Syrian President Bashar al-Assad said that he has no problem with international chemical weapons experts coming to inspect the sites where Syria makes and stores its chemical arsenal.
In an interview with China's state-run CCTV, Assad said the only challenge is ensuring safe access to those areas, warning that "terrorists" could pose a security threat. He suggested fighters could obstruct the experts in order to get the government blamed for violating its agreement to allow them in.
Syrian officials use the word terrorist to describe rebels who have been trying to oust Assad in the country's 18-month conflict.
The president acknowledged Syria has a "large" chemical weapons stockpile built up during decades of manufacturing, but that it is safely under government control.
"Any army stores chemical weapons under special conditions to prevent any terrorist or other destructive forces from tampering with them, that is destructive forces that could come from other countries.
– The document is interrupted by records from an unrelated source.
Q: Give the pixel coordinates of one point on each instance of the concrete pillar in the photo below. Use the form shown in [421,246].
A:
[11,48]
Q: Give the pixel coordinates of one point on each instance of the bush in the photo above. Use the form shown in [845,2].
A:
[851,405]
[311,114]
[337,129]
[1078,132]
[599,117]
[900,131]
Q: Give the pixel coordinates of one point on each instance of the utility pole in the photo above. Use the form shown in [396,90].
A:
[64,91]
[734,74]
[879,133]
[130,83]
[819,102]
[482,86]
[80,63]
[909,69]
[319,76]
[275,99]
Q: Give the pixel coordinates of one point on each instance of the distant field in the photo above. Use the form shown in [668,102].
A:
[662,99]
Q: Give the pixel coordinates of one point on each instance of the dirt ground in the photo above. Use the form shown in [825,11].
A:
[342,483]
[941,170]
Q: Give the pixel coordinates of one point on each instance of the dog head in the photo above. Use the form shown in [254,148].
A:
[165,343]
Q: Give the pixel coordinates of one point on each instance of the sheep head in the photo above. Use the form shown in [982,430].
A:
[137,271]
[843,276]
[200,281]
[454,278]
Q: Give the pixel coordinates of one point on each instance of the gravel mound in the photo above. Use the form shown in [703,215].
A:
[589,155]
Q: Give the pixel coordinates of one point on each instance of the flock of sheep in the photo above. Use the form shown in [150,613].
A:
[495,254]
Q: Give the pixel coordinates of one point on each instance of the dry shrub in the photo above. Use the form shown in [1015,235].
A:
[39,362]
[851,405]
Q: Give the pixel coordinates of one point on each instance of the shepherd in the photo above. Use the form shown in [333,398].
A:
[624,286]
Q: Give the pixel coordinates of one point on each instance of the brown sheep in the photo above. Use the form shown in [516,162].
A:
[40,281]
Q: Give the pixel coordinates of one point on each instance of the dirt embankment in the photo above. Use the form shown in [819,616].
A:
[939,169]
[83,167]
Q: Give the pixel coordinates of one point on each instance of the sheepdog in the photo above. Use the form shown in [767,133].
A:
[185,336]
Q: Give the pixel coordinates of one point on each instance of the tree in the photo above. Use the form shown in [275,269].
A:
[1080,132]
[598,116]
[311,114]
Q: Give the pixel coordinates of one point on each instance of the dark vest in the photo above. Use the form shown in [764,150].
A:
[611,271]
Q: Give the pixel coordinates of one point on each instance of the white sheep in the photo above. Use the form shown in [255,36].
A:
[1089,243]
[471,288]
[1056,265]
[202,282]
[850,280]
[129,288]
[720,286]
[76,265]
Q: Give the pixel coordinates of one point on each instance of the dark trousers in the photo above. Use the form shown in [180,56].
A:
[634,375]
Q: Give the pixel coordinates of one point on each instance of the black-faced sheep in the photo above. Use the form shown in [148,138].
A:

So there is nothing to worry about. The chemical weapons in Syria are in a safe place that is secure and under the control of the Syrian army," said Assad.
The Syrian government has accused rebels of using chemical weapons several times, including in a deadly attack last month in the Damascus suburbs.
That attack drew international condemnation, with the United States, France and Britain saying evidence pointed to pro-government forces carrying out the attack.
Syria has publicly agreed to give up all of its chemical weapons by the middle of next year.
Russia, a Syrian ally, has accused the U.S. of trying to "blackmail" it into letting the U.N. Security Council authorize force against Syria if Assad's government does not follow through with the plan.
The United States and its allies have been pressing the Council to adopt a Syria resolution under Chapter 7 of the U.N. Charter, which would permit enforcement through military action.
Russian Foreign Minister Sergei Lavrov said on Sunday U.S. officials told him that if Russia does not agree to a Chapter 7 resolution, Washington will block the Organization for the Prohibition of Chemical Weapons from helping to remove Syria's stockpiles.
Russia and the United States made a deal earlier this month for the Netherlands-based international body to monitor the disposal of all chemical weapons in Syria.
In a statement sent to VOA, a State Department official said U.S. diplomats are drafting a U.N. Security Council resolution with the "strongest possible enforcement mechanism" to ensure Syria's disposal of the stockpiles.
The official said Washington will not negotiate the details in public and that U.S. Secretary of State John Kerry spoke with Lavrov on Sunday and "reiterated the importance of working together" on their recent agreement about the need to destroy Syria's chemical weapons. There was no direct U.S. response to Lavrov's allegations of blackmail.
Russia has long opposed Western threats of sanctions or force against Assad's government.
OPCW said Saturday the Syrian government provided it with an inventory of its chemical weapons as part of the U.S.-Russian deal. OPCW said its "technical secretariat" was reviewing the information.